Study finds nurses staying in workforce longerJul. 24, 2014, 9:31 AM
Registered nurses are staying in the workforce longer than in past decades, boosting the nation’s supply of R.N.s, according to a new study whose authors include Vanderbilt University Medical Center’s Peter Buerhaus, Ph.D.
Buerhaus, Valere Potter Professor of Nursing and director of the Center for Interdisciplinary Health Workforce Studies, and other researchers found that the nurses they tracked remained on the job 2.5 years longer than in earlier decades, according to the study published in the journal Health Affairs.
Buerhaus said having these additional and more seasoned R.N.s in the workforce will help provide access to care to the millions of people who are gaining health insurance via the Affordable Care Act.
“Because the majority of R.N.s who are over age 50 have accumulated many years of wisdom and experience, their impact on the delivery of care will be important and timely,” Buerhaus said.
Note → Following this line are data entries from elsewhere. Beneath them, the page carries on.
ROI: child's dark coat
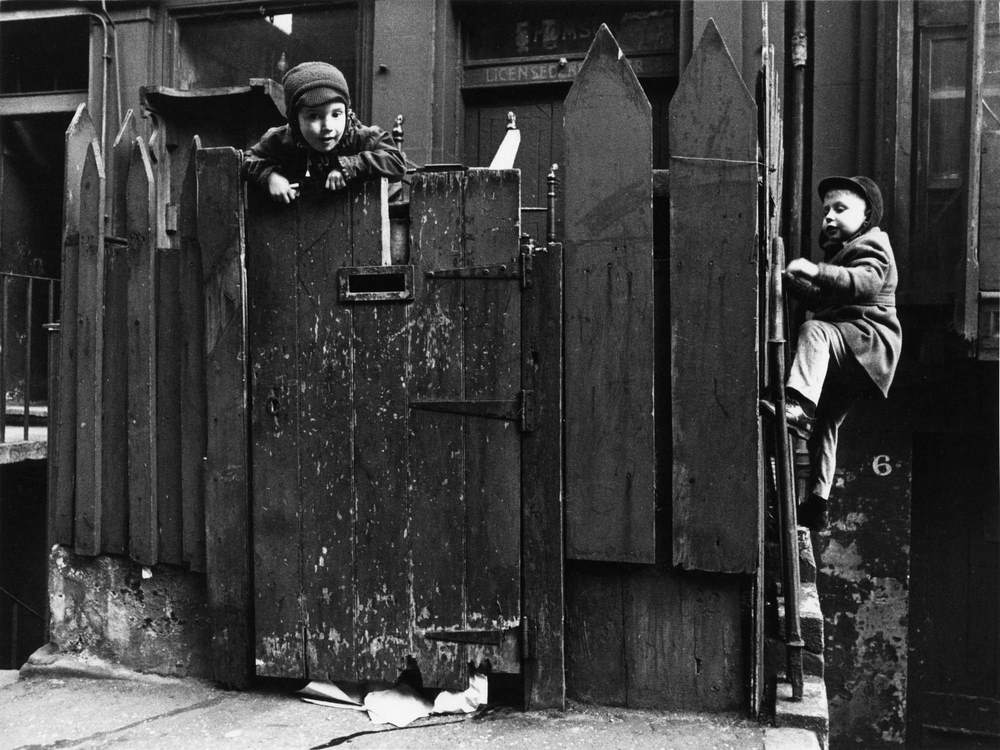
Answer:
[243,114,406,188]
[792,227,903,395]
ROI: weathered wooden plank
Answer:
[464,169,521,640]
[49,104,97,545]
[408,172,468,687]
[352,182,410,679]
[125,138,159,565]
[669,22,760,572]
[154,247,184,565]
[106,109,139,237]
[955,3,987,341]
[69,140,104,555]
[520,239,566,709]
[245,185,306,677]
[622,568,749,711]
[566,562,628,706]
[979,130,1000,292]
[294,187,358,679]
[177,136,207,571]
[195,148,252,687]
[101,238,129,554]
[563,26,656,562]
[101,110,137,554]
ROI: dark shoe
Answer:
[760,398,816,440]
[797,495,829,531]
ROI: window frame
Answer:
[163,0,374,121]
“Also, with the transition of more health care being provided in non-hospital settings, these R.N.s will bring a wealth of knowledge to these settings, thereby helping to bolster the quality of care and provide insights into how best to provide nursing and health care.”
The trend of delayed retirement wasn’t expected. A decade ago, researchers forecasted a nursing shortage, based on stagnant enrollments in nursing schools and the coming retirement of baby boomer nurses. They projected in 2000 that the number of nurses would peak at 2.2 million in 2012. Rather, there were 2.7 million nurses that year.
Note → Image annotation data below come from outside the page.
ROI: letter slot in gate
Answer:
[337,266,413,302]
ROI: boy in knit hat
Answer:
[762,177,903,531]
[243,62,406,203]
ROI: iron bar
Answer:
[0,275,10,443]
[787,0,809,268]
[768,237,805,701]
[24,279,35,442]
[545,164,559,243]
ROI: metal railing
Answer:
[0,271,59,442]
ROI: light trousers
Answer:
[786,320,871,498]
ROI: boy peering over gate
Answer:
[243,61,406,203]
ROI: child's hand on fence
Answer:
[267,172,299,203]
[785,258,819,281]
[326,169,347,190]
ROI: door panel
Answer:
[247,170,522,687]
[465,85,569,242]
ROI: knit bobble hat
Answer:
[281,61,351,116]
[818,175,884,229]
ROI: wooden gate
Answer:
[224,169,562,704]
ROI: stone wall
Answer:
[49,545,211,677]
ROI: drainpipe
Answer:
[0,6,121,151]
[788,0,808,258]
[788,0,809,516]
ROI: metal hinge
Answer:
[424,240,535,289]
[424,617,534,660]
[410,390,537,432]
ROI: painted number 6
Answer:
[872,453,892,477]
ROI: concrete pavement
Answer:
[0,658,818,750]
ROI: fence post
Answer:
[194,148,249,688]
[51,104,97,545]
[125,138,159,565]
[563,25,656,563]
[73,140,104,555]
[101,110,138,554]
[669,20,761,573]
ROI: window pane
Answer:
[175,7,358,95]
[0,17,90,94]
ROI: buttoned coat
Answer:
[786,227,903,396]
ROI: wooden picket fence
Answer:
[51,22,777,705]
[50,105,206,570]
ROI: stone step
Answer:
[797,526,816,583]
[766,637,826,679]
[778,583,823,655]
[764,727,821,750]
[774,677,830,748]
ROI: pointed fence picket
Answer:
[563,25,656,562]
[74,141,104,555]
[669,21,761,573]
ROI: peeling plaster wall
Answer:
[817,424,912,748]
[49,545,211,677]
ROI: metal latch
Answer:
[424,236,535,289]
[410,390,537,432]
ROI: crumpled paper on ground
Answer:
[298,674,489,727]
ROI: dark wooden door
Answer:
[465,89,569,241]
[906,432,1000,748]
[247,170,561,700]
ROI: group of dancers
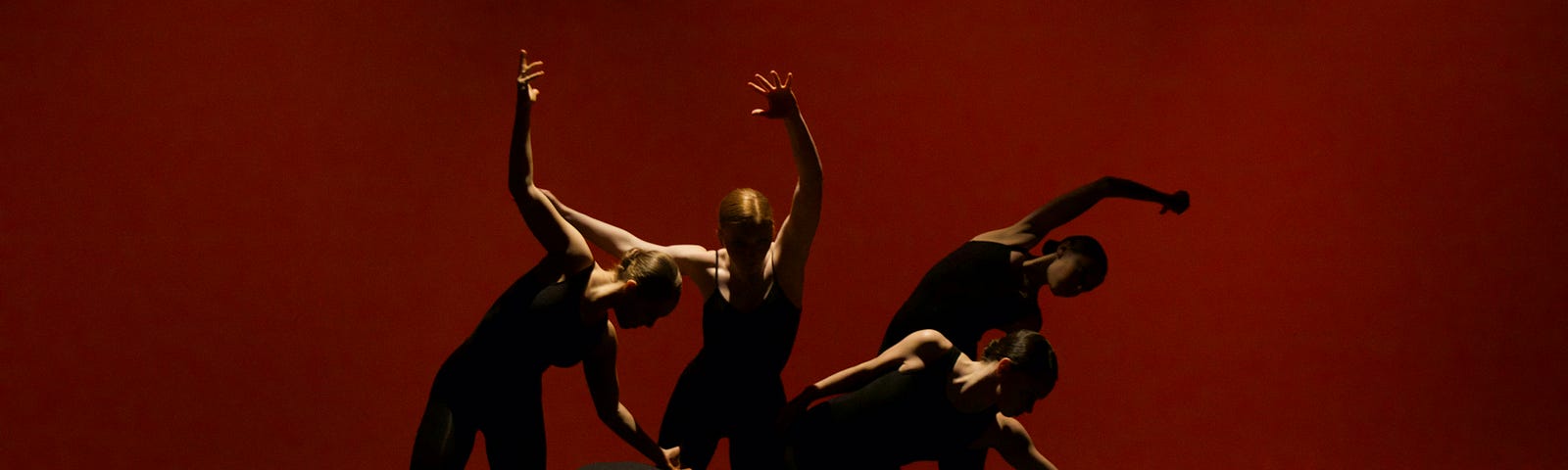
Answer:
[411,52,1189,470]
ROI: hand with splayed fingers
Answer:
[747,70,800,119]
[517,50,544,104]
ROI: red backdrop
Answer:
[0,0,1568,468]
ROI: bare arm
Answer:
[784,329,954,425]
[750,72,821,306]
[583,324,680,468]
[980,413,1056,470]
[972,177,1189,249]
[544,191,713,292]
[507,50,593,272]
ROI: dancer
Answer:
[881,177,1189,355]
[410,52,680,470]
[779,329,1056,470]
[552,72,821,470]
[881,177,1189,470]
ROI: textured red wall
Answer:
[0,0,1568,468]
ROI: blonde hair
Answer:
[616,248,680,301]
[718,188,773,227]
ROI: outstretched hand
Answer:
[517,50,544,104]
[1160,190,1192,214]
[747,70,800,119]
[661,445,685,470]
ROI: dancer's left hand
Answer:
[747,70,800,119]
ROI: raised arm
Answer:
[583,324,680,468]
[779,329,954,428]
[974,177,1189,249]
[544,190,713,286]
[750,70,821,306]
[507,50,593,272]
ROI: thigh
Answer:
[480,376,546,470]
[408,397,476,470]
[659,366,726,470]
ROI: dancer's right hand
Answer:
[517,50,544,104]
[659,445,687,470]
[1160,191,1192,214]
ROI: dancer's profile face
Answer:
[1046,251,1105,298]
[614,295,680,327]
[718,222,773,266]
[996,364,1051,418]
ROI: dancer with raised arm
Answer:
[881,177,1189,470]
[552,72,821,470]
[779,329,1056,470]
[410,52,680,470]
[881,177,1189,355]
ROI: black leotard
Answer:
[880,241,1040,357]
[789,350,996,470]
[659,254,800,470]
[416,266,609,468]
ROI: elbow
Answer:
[594,401,621,428]
[507,178,535,202]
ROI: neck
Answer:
[583,266,625,313]
[1019,253,1056,292]
[949,355,998,412]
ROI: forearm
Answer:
[784,110,821,192]
[1095,177,1170,204]
[555,202,659,257]
[1002,446,1056,470]
[795,357,899,404]
[507,89,545,198]
[599,402,666,468]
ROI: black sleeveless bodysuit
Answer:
[659,254,800,470]
[789,350,996,468]
[429,266,609,429]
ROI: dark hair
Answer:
[616,248,680,301]
[982,329,1056,397]
[1041,235,1110,290]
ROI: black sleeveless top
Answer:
[878,241,1040,357]
[460,266,609,370]
[790,350,998,467]
[692,253,800,378]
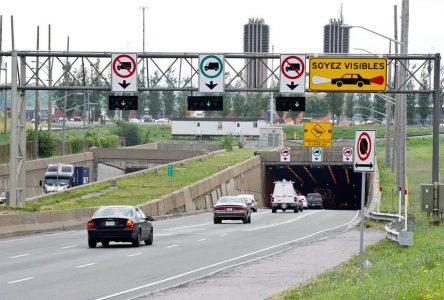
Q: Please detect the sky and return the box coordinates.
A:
[0,0,444,54]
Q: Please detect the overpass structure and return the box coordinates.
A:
[0,50,441,206]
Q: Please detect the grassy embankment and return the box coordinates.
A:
[273,138,444,300]
[0,149,253,211]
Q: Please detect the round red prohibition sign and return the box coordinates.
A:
[281,55,305,79]
[281,148,290,156]
[113,54,136,78]
[356,132,372,161]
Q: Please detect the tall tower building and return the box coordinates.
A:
[324,6,350,53]
[244,18,270,88]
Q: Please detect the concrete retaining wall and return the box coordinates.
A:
[0,156,264,236]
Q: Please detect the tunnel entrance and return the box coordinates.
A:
[264,164,368,210]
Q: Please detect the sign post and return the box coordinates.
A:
[281,147,290,162]
[199,54,225,93]
[353,130,376,282]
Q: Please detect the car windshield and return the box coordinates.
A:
[217,198,245,204]
[94,207,134,218]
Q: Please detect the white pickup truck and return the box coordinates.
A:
[271,179,303,213]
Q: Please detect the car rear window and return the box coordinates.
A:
[94,207,134,218]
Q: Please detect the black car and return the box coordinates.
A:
[86,206,153,248]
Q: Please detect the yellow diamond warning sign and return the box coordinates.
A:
[309,57,387,92]
[304,122,332,147]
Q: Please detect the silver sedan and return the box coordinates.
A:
[214,196,251,224]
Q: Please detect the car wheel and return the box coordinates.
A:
[132,231,140,247]
[88,239,97,248]
[145,228,154,245]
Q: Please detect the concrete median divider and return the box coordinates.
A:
[0,156,263,237]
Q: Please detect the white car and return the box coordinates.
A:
[129,118,140,123]
[237,194,257,212]
[298,195,308,209]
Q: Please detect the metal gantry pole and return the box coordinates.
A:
[34,26,40,159]
[432,53,441,225]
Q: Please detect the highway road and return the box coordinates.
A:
[0,209,358,300]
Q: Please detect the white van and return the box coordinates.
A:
[271,179,303,213]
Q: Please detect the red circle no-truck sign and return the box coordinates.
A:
[356,131,372,161]
[281,55,305,80]
[113,54,136,78]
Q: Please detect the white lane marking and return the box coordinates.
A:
[96,211,359,300]
[244,210,322,231]
[8,277,34,283]
[60,245,77,249]
[163,223,213,231]
[10,253,31,258]
[76,263,97,269]
[128,252,142,257]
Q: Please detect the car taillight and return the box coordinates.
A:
[125,219,136,228]
[86,220,96,229]
[233,206,247,210]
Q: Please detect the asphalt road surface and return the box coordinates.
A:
[0,210,383,300]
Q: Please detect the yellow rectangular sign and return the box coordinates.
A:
[304,122,332,147]
[309,57,387,92]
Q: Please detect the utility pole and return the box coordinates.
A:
[34,26,40,159]
[47,24,52,133]
[398,0,409,217]
[391,5,399,172]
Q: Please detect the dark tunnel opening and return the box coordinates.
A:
[264,164,368,210]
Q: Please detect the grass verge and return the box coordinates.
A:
[271,138,444,300]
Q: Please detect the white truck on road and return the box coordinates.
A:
[271,179,303,213]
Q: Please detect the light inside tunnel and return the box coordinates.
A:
[264,164,362,209]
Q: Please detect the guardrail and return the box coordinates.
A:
[369,211,404,243]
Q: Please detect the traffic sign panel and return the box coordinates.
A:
[342,147,353,163]
[199,54,224,93]
[311,147,322,162]
[353,130,376,172]
[280,147,290,162]
[304,122,332,147]
[309,57,387,92]
[279,54,305,94]
[111,53,137,92]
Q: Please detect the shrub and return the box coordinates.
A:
[99,134,120,148]
[221,134,234,151]
[69,137,84,154]
[26,129,56,157]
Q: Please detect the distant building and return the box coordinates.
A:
[324,7,350,53]
[244,18,270,88]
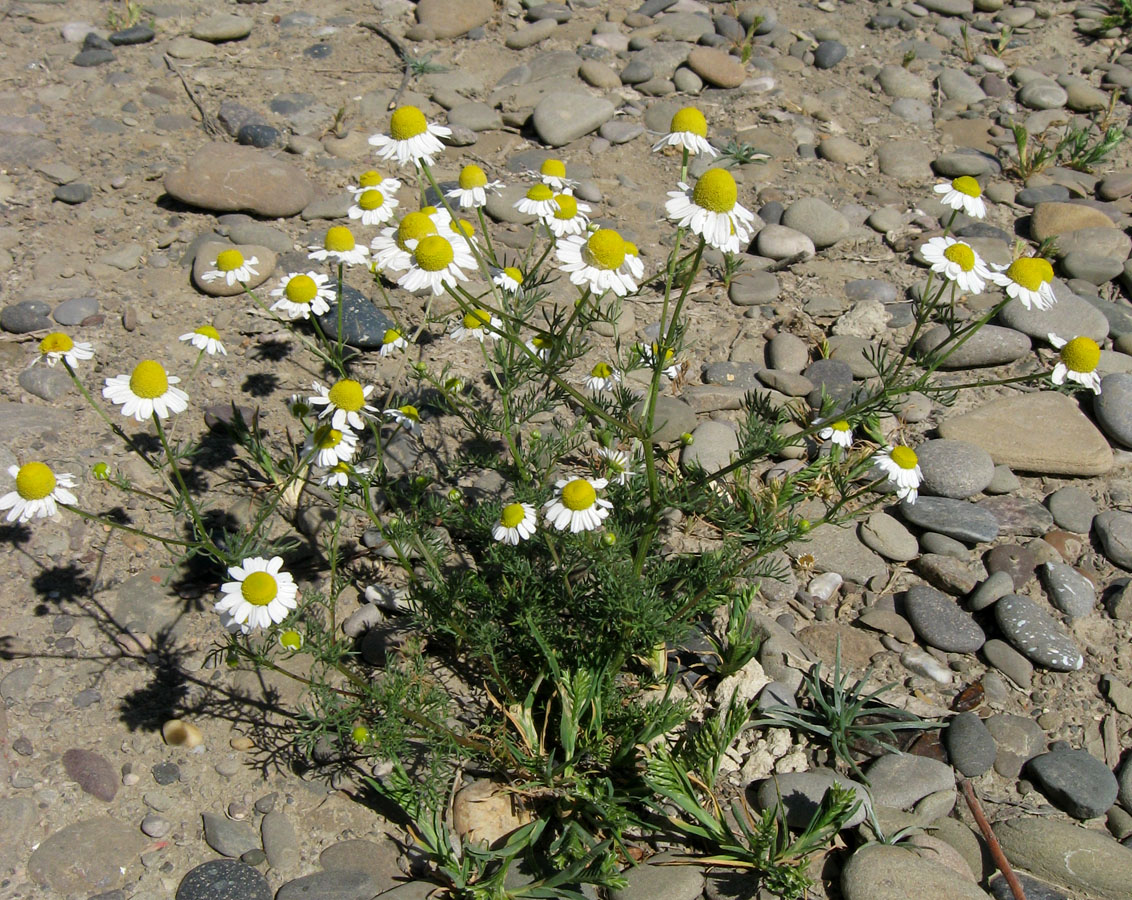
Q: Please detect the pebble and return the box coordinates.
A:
[1026,748,1117,820]
[994,594,1084,671]
[903,584,986,653]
The study’s lead author is David Auerbach, a policy researcher at RAND, a nonprofit research organization. Douglas Staiger of Dartmouth College is the study’s third author.
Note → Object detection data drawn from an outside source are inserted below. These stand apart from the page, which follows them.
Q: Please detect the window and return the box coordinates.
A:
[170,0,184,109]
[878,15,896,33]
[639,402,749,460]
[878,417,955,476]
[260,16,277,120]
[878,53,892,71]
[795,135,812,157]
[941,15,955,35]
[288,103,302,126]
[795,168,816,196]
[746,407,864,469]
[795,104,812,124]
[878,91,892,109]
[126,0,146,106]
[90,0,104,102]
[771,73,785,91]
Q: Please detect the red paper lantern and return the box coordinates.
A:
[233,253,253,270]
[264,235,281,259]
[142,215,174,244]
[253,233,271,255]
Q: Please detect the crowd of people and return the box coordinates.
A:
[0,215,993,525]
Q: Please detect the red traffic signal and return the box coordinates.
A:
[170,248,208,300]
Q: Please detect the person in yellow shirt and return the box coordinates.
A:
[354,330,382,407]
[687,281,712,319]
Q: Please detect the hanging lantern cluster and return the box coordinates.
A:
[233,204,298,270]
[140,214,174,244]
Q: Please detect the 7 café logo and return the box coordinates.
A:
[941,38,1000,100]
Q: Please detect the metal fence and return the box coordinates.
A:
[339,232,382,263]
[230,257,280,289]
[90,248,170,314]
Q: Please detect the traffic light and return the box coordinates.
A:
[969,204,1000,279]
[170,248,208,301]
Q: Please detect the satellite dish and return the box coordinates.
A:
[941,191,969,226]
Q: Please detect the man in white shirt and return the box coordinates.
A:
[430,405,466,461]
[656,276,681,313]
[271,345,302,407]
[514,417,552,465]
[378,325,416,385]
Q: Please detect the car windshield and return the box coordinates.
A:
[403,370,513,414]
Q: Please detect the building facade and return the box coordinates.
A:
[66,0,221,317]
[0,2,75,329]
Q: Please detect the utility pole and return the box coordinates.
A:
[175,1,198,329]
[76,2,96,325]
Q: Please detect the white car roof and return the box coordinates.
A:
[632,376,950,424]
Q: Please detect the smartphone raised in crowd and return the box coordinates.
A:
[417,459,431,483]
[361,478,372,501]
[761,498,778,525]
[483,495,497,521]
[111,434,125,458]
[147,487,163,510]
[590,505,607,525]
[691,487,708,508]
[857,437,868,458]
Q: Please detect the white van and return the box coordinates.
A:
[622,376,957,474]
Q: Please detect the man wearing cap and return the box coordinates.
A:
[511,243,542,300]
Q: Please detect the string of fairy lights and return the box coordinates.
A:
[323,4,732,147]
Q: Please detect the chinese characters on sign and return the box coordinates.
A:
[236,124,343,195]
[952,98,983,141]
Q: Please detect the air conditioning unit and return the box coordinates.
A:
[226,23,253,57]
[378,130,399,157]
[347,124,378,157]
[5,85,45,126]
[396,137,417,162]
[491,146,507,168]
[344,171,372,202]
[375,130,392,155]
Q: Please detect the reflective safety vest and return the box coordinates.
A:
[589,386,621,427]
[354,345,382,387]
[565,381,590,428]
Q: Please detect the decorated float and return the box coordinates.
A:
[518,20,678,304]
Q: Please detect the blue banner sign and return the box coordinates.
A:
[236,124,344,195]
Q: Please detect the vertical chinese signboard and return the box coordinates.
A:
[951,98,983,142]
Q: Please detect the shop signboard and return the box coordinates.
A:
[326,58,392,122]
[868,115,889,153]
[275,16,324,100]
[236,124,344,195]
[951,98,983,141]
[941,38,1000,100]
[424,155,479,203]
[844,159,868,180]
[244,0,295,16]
The authors attribute the difference to a surge in new nursing graduates and the fact that fewer R.N.s retired during the recent economic recession. But it also found that the trend toward later retirement is true of other professions.
“We estimate this trend accounts for about a quarter of an unexpected surge in the supply of registered nurses that the nation has experienced in recent years,” Auerbach said. “This may provide advantages to parts of the U.S. health care system.”
Support for the study was provided by the Gordon and Betty Moore Foundation.